Apple’s eWorld On-line Night Lights
eWorld Code Name: Aladdin
In eWorld’s Town Square window, if you clicked in the extreme upper-left hand corner, it changed to a night scene. This worked for version 1.1 and possibly other versions. Sadly though, after April 1st this easter egg was put to rest with eWorld’s end. I guess it would be too much to ask for a moment of silence. Oh well…
Does That Make Sense?
From: Albert Zeeman
Let’s hear what Albert had to say:
During March/April I had a Newton 120 to test. The first night I did the HWR part for almost a hour. I noticed that after a while the separate words which I had to type in almost seemed like sentences. One part struck my attention and I really had to laugh. The words which I had to type were:
Newton: Easter Egg Graceland
(MessagePad 100 only)
1) Go to: Extras:Preferences:Personal
2) Change the country to “Graceland” (you will have to type it because it is not in the directory).
3) Power down the Newton
4) While watching the startup screen, power up your Newton. You will see a little Newt instead of the light bulb.

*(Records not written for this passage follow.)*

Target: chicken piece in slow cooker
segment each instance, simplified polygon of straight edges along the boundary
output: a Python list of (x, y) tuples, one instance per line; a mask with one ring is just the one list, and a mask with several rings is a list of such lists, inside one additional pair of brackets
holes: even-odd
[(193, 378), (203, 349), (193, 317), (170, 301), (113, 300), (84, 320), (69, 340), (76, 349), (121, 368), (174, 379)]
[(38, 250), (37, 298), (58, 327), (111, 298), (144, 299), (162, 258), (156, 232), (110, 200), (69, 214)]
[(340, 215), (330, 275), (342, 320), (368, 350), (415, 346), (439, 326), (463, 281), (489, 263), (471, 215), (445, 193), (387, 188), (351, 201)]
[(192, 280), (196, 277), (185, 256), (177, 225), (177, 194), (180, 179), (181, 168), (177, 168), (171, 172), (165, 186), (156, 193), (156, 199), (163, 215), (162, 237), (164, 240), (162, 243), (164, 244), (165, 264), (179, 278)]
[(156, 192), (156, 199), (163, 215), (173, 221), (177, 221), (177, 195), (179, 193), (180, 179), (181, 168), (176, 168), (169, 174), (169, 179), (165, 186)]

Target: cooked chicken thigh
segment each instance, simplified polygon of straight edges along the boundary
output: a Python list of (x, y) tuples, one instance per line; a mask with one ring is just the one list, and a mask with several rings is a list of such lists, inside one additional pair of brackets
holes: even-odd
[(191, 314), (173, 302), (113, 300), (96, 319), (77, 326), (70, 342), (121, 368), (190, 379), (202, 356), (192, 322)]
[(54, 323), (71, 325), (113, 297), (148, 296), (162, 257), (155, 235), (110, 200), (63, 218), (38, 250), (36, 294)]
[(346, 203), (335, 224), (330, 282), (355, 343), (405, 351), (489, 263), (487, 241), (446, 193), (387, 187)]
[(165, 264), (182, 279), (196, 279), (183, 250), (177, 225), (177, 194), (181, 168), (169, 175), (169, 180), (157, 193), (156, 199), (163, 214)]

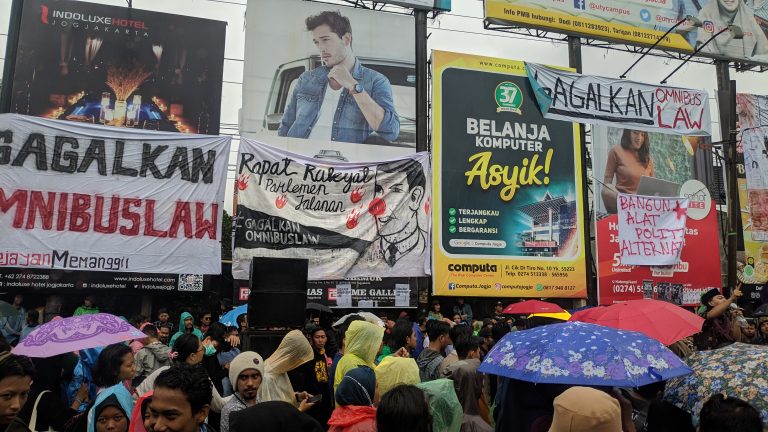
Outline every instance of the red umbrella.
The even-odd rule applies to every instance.
[[[631,330],[656,339],[664,345],[701,331],[704,319],[680,306],[660,300],[629,300],[576,312],[571,321]]]
[[[512,303],[502,313],[508,315],[530,315],[536,313],[560,313],[565,312],[560,306],[541,300],[526,300],[520,303]]]

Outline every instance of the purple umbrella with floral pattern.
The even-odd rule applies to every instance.
[[[507,333],[480,372],[534,383],[639,387],[691,369],[642,333],[566,322]]]
[[[143,337],[145,335],[139,329],[114,315],[80,315],[40,325],[13,349],[13,353],[53,357]]]

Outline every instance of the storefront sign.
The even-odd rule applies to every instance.
[[[412,278],[311,281],[307,302],[331,308],[415,308],[418,307],[418,284]]]
[[[221,272],[229,137],[0,115],[0,267]]]
[[[376,163],[304,157],[243,139],[233,275],[253,257],[309,260],[309,279],[429,274],[429,155]]]
[[[539,28],[591,39],[692,52],[715,34],[738,26],[735,39],[725,31],[707,43],[702,56],[729,61],[768,62],[765,4],[746,0],[485,0],[486,21]],[[701,21],[695,27],[688,15]],[[683,21],[669,35],[664,33]]]
[[[688,200],[620,193],[619,251],[624,265],[680,262]]]
[[[584,297],[578,125],[520,61],[433,53],[434,294]]]
[[[219,134],[226,23],[69,0],[24,0],[11,112]]]
[[[581,75],[535,63],[525,67],[545,118],[681,135],[709,136],[712,130],[706,91]]]
[[[111,290],[201,292],[210,285],[201,274],[114,273],[0,268],[0,289],[29,290]]]

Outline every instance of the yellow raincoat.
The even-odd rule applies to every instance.
[[[376,384],[379,385],[379,394],[392,390],[401,384],[416,385],[421,382],[419,378],[419,366],[416,360],[403,357],[384,357],[376,366]]]
[[[264,377],[257,396],[259,401],[283,401],[298,408],[288,372],[314,358],[312,345],[300,331],[293,330],[285,335],[274,354],[264,362]]]
[[[375,367],[373,361],[376,360],[383,339],[384,327],[367,321],[355,321],[350,324],[344,340],[344,356],[336,366],[333,381],[334,394],[341,379],[350,370],[359,366],[368,366],[371,369]]]

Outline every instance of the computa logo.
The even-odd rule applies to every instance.
[[[448,271],[467,273],[496,273],[495,264],[448,264]]]
[[[576,9],[585,10],[587,8],[586,0],[573,0],[573,7]]]
[[[40,6],[40,9],[42,9],[40,13],[40,21],[42,21],[43,24],[48,24],[48,6],[42,5]]]

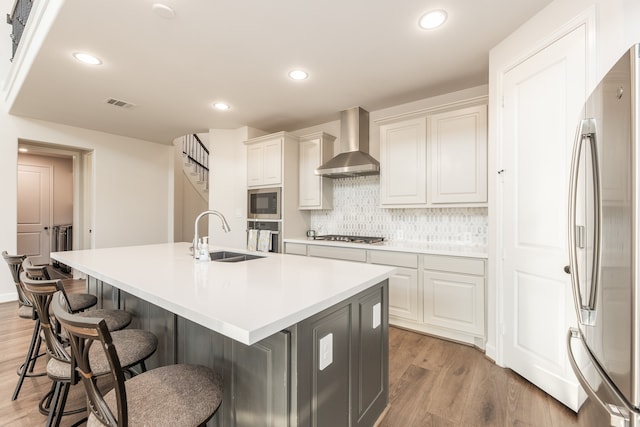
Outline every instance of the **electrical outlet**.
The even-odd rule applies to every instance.
[[[378,326],[380,326],[380,323],[382,323],[381,308],[382,306],[380,305],[380,303],[377,303],[373,306],[373,310],[371,310],[373,312],[373,329],[377,328]]]
[[[318,346],[318,368],[321,371],[333,363],[333,334],[327,334],[320,338]]]

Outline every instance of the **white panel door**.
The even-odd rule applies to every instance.
[[[47,166],[18,165],[18,254],[36,264],[51,262],[51,174]]]
[[[507,72],[502,123],[504,364],[574,410],[565,336],[575,312],[563,267],[585,52],[579,27]]]

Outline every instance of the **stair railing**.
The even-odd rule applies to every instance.
[[[198,135],[194,133],[183,137],[182,154],[193,165],[198,181],[204,182],[209,188],[209,150],[198,138]]]
[[[13,58],[16,56],[16,50],[18,50],[18,45],[22,38],[22,32],[27,25],[27,19],[31,13],[31,6],[33,6],[33,0],[17,0],[11,15],[7,13],[7,24],[12,27],[10,35],[12,43],[11,61],[13,61]]]

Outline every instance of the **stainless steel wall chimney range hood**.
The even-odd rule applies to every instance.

Note: Doing this will bring up something different in the U.S. on an American system then it will on a German upgraded (possibly 1.3) system. Be sure to change the country back before dialing. This egg should work on a MP100 if it doesn’t have a 110 ROM. It will not work on other Newtons. I have had a report that it will not work on the 120 w/ v1.3. The effect remains until you change the country to something else.
(MessagePad 100 only)
On the original Messagepad (now called the Messagepad 100), tap the clock in the lower left-hand corner of the display, and hold down on it. The display will show you the current temperature! The temperature display will only work with a program called Screen Contrast.
The temperature appears because the MP100 tells the temperature to determine the screen contrast. It will not work on the 110 and 120 because there is a contrast dial on the side.